Broberg, who was present at the meeting, stated that he had no problem with collaborating with Sabetha to receive a portion of the funds.
“What is more important to me is that we cannot delay this vote,” Broberg said. “We think it is still very important to this community.”
Broberg said there are numerous variables, in addition to percentage of patients, that would go into determining how the proportions should be allocated. For example, he said, Hiawatha Community Hospital had $2.2 million in un-reimbursed Medicare, while Sabetha had substantially less.
Mishler said that when Nemaha County approved a retail sales tax for healthcare in 2015, it was split 55 percent to Nemaha Valley Community Hospital and 45 percent to Sabetha Community Hospital. This split was based on the sales tax revenue being generated by each community.

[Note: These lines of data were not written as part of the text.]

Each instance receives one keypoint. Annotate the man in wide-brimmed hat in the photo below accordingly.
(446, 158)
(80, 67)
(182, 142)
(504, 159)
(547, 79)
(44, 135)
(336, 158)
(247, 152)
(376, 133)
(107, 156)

“Sabetha received a significantly smaller portion, because we have a big part of our tax base in Brown County,” Mishler said.
Commissioner Olsen asked what the timeline was on the Nemaha County sales tax.
Key said that it was a 10-year timeline, approved in 2015. The two hospitals worked on the request for more than a year prior to making the request to the county.
Commissioner Kruse said he struggles with the demographics served by the three hospitals.
“The demographics are not identical. We [Hiawatha Community Hospital] have a higher number of uninsured, under-insured patients being seen,” Kruse said. “What I am struggling with is a fair and honest way to divide up the money. We have to shoulder the burden and make sure to serve those citizens.”
Kruse said that the big issue is figuring out what is fair and equal to everyone, but getting it done quickly because there is “an urgency to have something done.”
“The time is very short,” Kruse said. “It is absolutely critical that it goes to a vote.”
Commissioner Olsen asked if the joint committee could meet again this week, this time including representation from the Sabetha and Horton hospitals. The Brown County Commission has a regular meeting scheduled for Friday, March 29, and he said he would like the committee to bring a recommendation to the commissioners at that time.